You need to provide localhost as a subject alternative name when creating your certificate. You can do that by provide the following additional parameter: -ext "SAN:c=DNS:localhost,IP:127.0.0.1"
So something like this:
keytool -genkeypair -keyalg RSA -keysize 2048 -alias stackoverflow \
-dname "CN=stackoverflow,OU=Hakan,O=Hakan,C=NL" \
-ext "SAN:c=DNS:localhost,IP:127.0.0.1" -validity 3650 \
-storepass <password> -keypass <password> \
-keystore identity.jks -deststoretype pkcs12
Some explanation:
The SAN field will be used to match the hostname, which will be provided in the request. So when you are running your application on localhost, lets say https://localhost:443, and you also want to make a request to that specific host, then that hostname should also be available within the SAN field; otherwise, it will fail during the handshake process.
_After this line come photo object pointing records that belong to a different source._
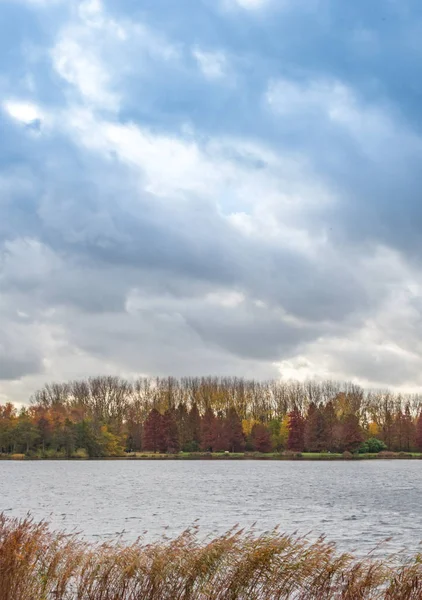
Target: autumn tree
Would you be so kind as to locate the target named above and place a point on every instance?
(183, 425)
(351, 435)
(315, 438)
(295, 440)
(261, 438)
(170, 433)
(194, 428)
(208, 430)
(419, 433)
(153, 432)
(234, 432)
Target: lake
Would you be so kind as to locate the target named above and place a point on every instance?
(355, 504)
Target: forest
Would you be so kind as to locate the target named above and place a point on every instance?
(110, 416)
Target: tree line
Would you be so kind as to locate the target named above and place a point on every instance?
(108, 416)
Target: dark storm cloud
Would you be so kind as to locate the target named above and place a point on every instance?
(210, 188)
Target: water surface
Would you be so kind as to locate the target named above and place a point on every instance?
(356, 504)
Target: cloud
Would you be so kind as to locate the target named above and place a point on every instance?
(25, 112)
(165, 221)
(212, 64)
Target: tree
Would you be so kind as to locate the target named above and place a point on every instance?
(170, 437)
(221, 434)
(183, 426)
(351, 436)
(330, 424)
(25, 433)
(372, 446)
(295, 441)
(154, 440)
(195, 427)
(234, 431)
(315, 435)
(261, 438)
(419, 433)
(208, 424)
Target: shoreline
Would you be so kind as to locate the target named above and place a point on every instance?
(271, 457)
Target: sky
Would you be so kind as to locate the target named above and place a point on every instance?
(225, 187)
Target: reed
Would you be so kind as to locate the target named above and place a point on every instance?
(39, 564)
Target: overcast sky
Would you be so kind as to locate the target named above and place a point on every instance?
(210, 187)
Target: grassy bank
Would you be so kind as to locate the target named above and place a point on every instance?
(223, 456)
(37, 564)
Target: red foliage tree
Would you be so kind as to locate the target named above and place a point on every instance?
(330, 426)
(419, 433)
(221, 437)
(296, 427)
(170, 437)
(195, 426)
(315, 437)
(351, 435)
(235, 438)
(153, 439)
(261, 438)
(208, 425)
(183, 425)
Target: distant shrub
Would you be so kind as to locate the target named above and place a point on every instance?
(192, 446)
(405, 455)
(80, 453)
(387, 454)
(372, 446)
(292, 454)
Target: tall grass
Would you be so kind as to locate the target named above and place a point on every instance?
(37, 564)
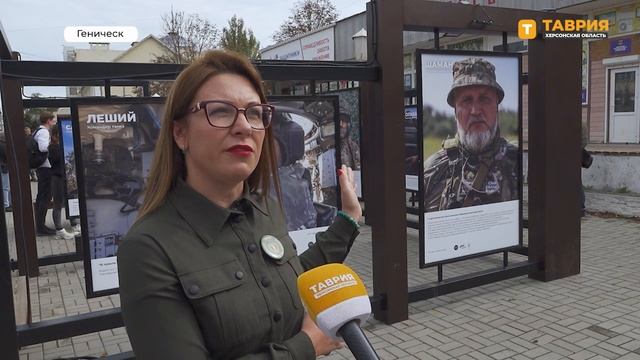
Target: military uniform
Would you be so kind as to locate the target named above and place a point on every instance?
(195, 282)
(350, 153)
(455, 177)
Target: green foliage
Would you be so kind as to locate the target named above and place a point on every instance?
(306, 15)
(237, 38)
(431, 145)
(187, 36)
(508, 124)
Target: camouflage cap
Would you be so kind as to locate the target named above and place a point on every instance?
(474, 71)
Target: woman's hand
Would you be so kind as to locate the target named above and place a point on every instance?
(350, 204)
(322, 343)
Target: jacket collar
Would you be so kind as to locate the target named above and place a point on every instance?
(206, 218)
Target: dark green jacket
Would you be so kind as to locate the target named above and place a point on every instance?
(195, 283)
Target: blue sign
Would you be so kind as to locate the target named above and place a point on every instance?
(620, 46)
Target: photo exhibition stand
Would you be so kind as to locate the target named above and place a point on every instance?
(554, 153)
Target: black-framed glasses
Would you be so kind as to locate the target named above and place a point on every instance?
(223, 114)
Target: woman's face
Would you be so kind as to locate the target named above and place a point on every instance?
(221, 155)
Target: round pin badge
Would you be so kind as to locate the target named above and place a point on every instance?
(272, 247)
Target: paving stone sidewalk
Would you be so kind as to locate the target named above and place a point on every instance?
(593, 315)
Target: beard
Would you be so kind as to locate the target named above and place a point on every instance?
(477, 141)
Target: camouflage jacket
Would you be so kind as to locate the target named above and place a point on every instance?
(455, 178)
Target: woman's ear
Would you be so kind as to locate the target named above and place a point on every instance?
(180, 135)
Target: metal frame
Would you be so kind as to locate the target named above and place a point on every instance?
(554, 215)
(76, 103)
(101, 74)
(419, 74)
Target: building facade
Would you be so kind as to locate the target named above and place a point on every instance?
(610, 77)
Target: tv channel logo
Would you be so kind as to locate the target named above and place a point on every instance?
(527, 29)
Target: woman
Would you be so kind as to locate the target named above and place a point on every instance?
(57, 183)
(208, 270)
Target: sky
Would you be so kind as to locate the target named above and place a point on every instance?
(35, 28)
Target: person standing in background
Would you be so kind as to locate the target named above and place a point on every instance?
(42, 136)
(57, 183)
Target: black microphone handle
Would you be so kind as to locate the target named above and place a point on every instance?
(357, 341)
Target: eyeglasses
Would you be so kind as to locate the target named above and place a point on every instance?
(222, 114)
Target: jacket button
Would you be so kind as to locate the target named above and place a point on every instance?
(277, 316)
(194, 289)
(239, 275)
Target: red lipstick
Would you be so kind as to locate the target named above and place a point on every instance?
(241, 150)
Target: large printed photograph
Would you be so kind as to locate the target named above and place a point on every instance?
(470, 106)
(349, 117)
(305, 130)
(65, 126)
(114, 144)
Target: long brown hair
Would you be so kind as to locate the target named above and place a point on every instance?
(168, 161)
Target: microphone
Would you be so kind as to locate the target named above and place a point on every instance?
(336, 299)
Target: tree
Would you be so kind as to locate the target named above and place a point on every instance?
(188, 36)
(239, 39)
(306, 15)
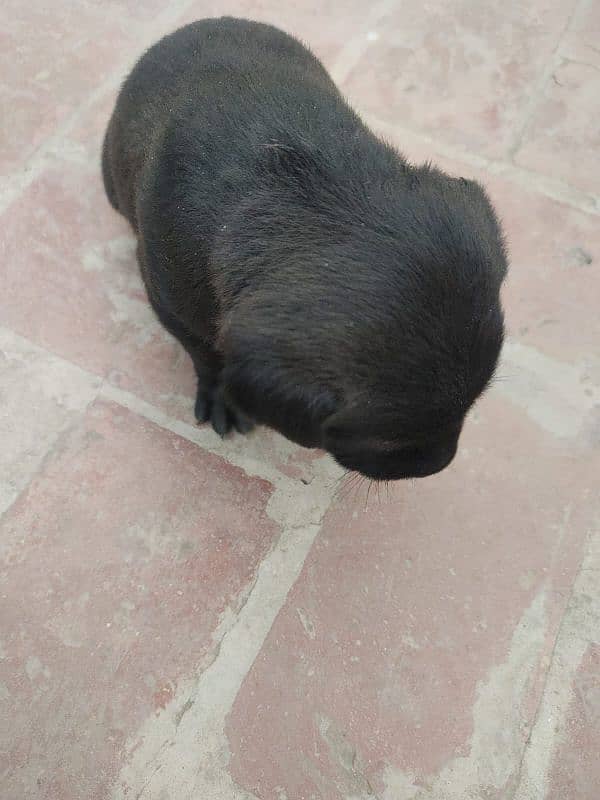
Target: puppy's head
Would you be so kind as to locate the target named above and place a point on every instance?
(378, 329)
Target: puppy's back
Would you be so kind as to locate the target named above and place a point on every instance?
(201, 64)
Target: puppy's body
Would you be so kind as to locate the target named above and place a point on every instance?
(320, 284)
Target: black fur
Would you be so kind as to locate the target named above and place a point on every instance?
(321, 284)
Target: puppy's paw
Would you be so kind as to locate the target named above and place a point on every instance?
(212, 406)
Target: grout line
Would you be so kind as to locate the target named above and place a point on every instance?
(538, 88)
(579, 627)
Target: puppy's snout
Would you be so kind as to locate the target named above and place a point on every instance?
(408, 462)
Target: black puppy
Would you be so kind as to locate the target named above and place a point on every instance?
(321, 284)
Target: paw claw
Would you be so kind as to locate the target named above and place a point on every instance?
(211, 407)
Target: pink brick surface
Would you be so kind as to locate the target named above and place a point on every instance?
(187, 618)
(116, 565)
(416, 617)
(576, 768)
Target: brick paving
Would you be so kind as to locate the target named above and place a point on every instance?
(183, 617)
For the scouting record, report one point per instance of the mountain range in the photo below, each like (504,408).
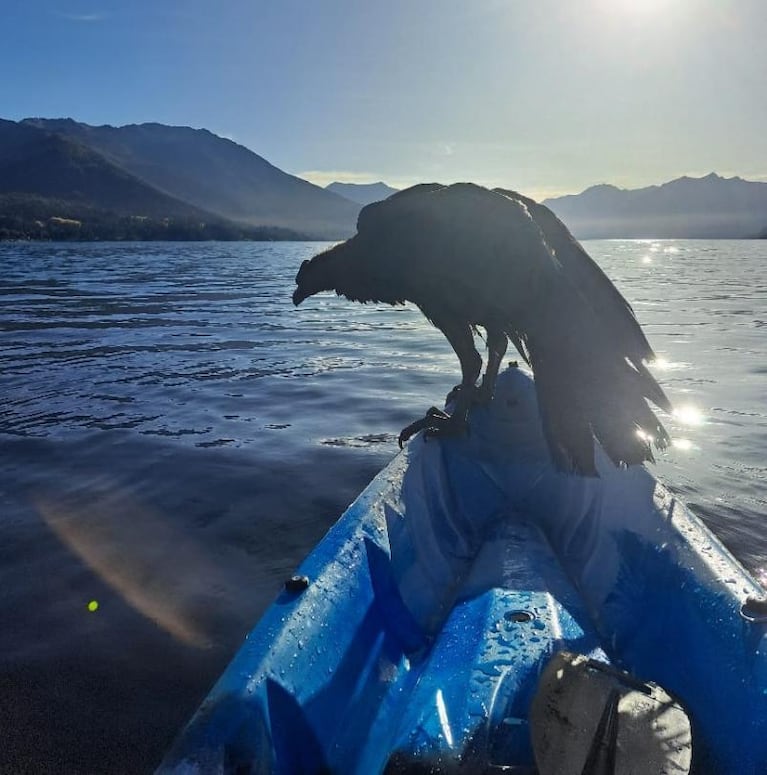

Let’s grab Stackoverflow as an example. To be able to reach stackoverflow over https we would expect that the certificate should contain at least an entry of stackoverflow.com
Below is the certificate SAN value of stackoverflow with the specific DNS highlighted for this example:
As you can see already it contains also other DNS values. In this way websites owners can use the same certificate for multiple websites/subdomains etc.